O dinamarquês destrói ,um por um,  os argumentos do entrevistador. O que incomoda é pensar o entrevistador como um exemplo da opinião dominante neste sentido: os animais são pessoas. E incomoda porque num passado  recente fez-se o raciocínio inverso:

O primeiro conservacionista americano foi Madison Grant. O maior racista-eugenista  americano foi Madison Grant. Tenho este livro há muito, à espera do tempo para fazer uma recensão como deve ser ( estive para a fazer na Ler, mas entetanto deixei de colaborar com a revista).

Grant estabeleceu laços especiais com dois chefes de fila do nazismo científico:  Eugen Fischer e  Hans  F.K. Gunther. Fischer fundou o Kaiser Wilhelm  Institute for Anthropology, Human Heredity and Eugenics, em Berlim-Dalh, e foi o primeiro reitor nazi da universidade de Berlim.. Recuperar o genótipo nórdico ( louro e de olhos  azuis) é sintetizado nesta  frase fabulosa de Fischer: A velha adoração da cultura …é passado.  Fischer escreveu  o prefácio da primeira  edição alemã de Conquest of a Continent.

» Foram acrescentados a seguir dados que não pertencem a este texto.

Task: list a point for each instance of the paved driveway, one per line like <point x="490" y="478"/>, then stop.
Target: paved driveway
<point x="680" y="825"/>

O livro principal de Grant mais usado pelos  nazis ( livro de cabeceira de Hitler), foi, claro,  The Passing of the Great Race, a exaltação da raça nórdica. A Lei da Esterilização, publicada em Junho de 1933, reflectia a inspiração grantiana. Heins Jurten,  o encarregado de  coordenar os centros medicos universitários destinados a  a rastear  as pessoas  dispensáveis,  afirmou que a legislação americana da eugenia e  os trabalhos  de  Madison Grant foram a inspiração de que a Alemanha necessitava.

Grant fundou o primeiro jardim zoológico dos EUA, no Bronx, e salvou o bisonte americano da extinção.